В последние годы метрономические знаки Бетховена для его Девятой симфонии вновь приобрели актуальность: несколько ансамблей используют указанные скорости в своих выступлениях. Тем не менее, предыдущее исследование показало, что некоторые знаки были переданы неправильно, и есть подозрение, что дальнейшие ошибки все еще не обнаружены. Сосредоточившись, в частности, на втором и четвертом движениях, в этой статье обсуждаются исторические источники и научный контекст этих обозначений в исторической структуре, основанной на общих принципах темпа Бетховена, а также на наблюдениях современников. В статье предполагается, что тройка второго движения имеет три скорости, которые могут быть оправданы исторически, хотя самый популярный вариант, minim = 160, вероятно, имеет наименее подтверждающие доказательства. Обсуждение также обращает внимание на еще один знак метронома для последней части симфонии, который часто упускается из виду. Наконец, в нем утверждается, что один из наиболее часто цитируемых примеров ошибочно переданного знака метронома, пунктирный минимум = 96 для Schreckensfanfare, найденный в более поздних источниках, согласуется с более широкой практикой Бетховена и должен побуждать исполнителей экспериментировать с исторически информированные темпи в этом знакомом репертуаре.

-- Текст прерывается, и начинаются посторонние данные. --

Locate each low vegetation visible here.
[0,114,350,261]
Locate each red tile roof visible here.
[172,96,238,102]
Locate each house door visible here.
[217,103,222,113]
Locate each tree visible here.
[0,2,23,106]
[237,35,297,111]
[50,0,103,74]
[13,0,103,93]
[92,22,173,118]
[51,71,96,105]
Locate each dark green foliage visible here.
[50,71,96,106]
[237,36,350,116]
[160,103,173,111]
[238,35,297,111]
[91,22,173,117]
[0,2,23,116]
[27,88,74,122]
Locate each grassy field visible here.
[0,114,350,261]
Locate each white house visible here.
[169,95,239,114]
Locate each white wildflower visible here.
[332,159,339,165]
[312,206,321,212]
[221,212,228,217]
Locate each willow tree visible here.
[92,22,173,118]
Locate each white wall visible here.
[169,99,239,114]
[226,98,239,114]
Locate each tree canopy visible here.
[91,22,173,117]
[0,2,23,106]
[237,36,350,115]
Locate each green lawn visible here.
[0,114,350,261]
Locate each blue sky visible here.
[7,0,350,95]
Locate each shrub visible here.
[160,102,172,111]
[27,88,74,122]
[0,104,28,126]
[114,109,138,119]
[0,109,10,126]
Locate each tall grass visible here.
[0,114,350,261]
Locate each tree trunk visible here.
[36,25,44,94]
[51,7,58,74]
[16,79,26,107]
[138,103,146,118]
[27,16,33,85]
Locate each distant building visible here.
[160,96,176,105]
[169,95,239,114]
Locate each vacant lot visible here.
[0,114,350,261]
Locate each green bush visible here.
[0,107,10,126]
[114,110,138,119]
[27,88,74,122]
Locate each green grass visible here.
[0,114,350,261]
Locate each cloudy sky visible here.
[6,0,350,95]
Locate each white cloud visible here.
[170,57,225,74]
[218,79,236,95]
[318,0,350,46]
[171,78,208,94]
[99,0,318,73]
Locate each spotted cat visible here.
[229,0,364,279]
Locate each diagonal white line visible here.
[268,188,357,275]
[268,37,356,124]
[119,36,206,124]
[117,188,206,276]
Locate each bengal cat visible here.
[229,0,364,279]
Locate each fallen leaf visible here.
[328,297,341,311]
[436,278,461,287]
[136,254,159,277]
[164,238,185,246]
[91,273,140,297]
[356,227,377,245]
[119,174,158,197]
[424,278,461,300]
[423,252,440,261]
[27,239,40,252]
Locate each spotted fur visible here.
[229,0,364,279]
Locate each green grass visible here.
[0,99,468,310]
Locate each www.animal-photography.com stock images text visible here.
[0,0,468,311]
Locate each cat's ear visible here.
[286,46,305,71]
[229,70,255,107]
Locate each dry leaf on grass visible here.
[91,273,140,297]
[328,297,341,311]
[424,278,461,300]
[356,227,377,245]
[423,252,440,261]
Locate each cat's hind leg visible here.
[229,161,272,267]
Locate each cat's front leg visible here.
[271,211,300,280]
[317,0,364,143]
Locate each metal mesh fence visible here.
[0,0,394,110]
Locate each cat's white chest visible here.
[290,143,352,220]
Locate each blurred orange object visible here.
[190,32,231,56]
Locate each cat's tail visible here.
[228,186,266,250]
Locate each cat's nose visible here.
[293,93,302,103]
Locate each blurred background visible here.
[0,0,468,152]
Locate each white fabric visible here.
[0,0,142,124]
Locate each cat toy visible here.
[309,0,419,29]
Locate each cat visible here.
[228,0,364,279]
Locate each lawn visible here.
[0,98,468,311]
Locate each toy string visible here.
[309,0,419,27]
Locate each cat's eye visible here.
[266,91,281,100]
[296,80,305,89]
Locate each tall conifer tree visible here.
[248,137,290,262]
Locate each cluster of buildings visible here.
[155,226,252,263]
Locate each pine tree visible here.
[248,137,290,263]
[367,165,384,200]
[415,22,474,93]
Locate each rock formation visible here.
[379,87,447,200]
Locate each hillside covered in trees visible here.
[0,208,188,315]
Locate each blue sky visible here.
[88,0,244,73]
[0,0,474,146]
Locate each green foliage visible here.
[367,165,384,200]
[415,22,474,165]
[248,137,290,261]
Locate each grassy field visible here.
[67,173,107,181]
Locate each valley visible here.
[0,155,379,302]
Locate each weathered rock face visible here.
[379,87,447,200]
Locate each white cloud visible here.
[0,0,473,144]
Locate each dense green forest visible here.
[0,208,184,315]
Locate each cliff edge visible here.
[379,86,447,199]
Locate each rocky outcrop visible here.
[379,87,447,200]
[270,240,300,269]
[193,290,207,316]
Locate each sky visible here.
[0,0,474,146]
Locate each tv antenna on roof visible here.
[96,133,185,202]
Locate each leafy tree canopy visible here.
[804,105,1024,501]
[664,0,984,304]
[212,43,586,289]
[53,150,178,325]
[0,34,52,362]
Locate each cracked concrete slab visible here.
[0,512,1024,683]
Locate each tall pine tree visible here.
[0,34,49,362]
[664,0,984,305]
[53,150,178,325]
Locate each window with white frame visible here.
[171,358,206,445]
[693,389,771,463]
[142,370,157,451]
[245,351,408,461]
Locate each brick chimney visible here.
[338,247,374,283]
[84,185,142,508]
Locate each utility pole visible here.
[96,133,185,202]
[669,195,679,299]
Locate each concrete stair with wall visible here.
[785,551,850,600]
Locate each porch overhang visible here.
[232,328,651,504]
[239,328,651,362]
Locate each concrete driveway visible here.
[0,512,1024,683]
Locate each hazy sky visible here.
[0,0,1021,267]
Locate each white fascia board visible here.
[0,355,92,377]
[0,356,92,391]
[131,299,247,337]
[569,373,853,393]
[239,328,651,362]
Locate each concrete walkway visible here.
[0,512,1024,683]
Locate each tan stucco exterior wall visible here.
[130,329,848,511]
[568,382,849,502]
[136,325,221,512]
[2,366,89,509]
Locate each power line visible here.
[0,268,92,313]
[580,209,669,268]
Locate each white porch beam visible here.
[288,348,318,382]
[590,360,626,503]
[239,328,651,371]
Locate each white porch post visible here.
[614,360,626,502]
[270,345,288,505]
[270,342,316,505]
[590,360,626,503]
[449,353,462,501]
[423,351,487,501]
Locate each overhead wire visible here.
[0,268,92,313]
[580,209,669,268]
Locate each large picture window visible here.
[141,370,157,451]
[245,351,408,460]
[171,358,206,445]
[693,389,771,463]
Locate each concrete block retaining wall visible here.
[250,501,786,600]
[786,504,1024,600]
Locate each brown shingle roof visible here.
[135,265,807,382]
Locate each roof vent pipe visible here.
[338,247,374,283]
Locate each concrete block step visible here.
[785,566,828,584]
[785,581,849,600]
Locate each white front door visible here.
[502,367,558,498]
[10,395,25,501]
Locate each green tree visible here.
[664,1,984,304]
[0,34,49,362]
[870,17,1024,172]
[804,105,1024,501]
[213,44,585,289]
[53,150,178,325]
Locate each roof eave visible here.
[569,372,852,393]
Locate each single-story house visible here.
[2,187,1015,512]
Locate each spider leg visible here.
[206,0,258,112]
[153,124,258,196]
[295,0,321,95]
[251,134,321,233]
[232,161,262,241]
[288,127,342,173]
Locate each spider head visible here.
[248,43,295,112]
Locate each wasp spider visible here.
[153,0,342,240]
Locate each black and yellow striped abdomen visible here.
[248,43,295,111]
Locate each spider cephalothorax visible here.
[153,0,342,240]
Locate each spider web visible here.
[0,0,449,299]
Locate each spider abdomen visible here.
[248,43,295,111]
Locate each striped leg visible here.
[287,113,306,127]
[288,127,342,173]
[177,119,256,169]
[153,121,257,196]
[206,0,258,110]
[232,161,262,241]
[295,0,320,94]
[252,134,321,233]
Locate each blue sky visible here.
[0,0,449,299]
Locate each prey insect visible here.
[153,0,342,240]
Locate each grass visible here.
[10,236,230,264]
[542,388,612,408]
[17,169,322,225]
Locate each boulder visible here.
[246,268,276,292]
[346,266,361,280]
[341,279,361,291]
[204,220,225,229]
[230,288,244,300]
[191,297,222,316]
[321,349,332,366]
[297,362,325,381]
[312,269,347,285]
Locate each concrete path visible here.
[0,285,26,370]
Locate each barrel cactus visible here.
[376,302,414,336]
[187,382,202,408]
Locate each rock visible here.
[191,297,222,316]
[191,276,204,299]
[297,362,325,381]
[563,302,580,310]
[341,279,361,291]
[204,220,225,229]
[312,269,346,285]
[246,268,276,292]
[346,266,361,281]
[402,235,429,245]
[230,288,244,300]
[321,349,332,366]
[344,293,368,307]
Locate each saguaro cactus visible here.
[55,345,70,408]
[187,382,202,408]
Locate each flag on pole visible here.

В статье Клайва Брауна 1991 года в этом журнале описывается новый этап в исполнении симфоний Бетховена ансамблями старинной музыки, в том числе после метрономных знаков Бетховена. Тем не менее, это не было чем-то новым, поскольку корни этой тенденции можно проследить вплоть до выступлений Германа Шерхена и оркестра Венской государственной оперы в 1950-х годах, или - в зависимости от того, насколько строго критерии применяются - даже к некоторым записям Феликса Вайнгартнера 1920-х годов. Движение ранней музыки, однако, только начало исполнять симфонии Бетховена, и Браун определил Роджера Норрингтона и Лондонских классических исполнителей как самых выдающихся исполнителей этого типа, которые использовали метрономные знаки Бетховена. Из этого Браун сделал вывод, что многие из указанных скоростей, которые некоторые считали невероятно быстрыми, на самом деле возможны, и что в целом эти отметки отражают то, что имел в виду Бетховен, несмотря на несколько опечаток и ошибок в передаче. Другие ученые, в том числе Сандра Розенблюм и Барри Купер, также утверждали, что метрономные метки Бетховена предоставляют ценную информацию о практике исполнения, и они часто печатаются в научных изданиях как руководство, помогающее прояснить намерения композитора.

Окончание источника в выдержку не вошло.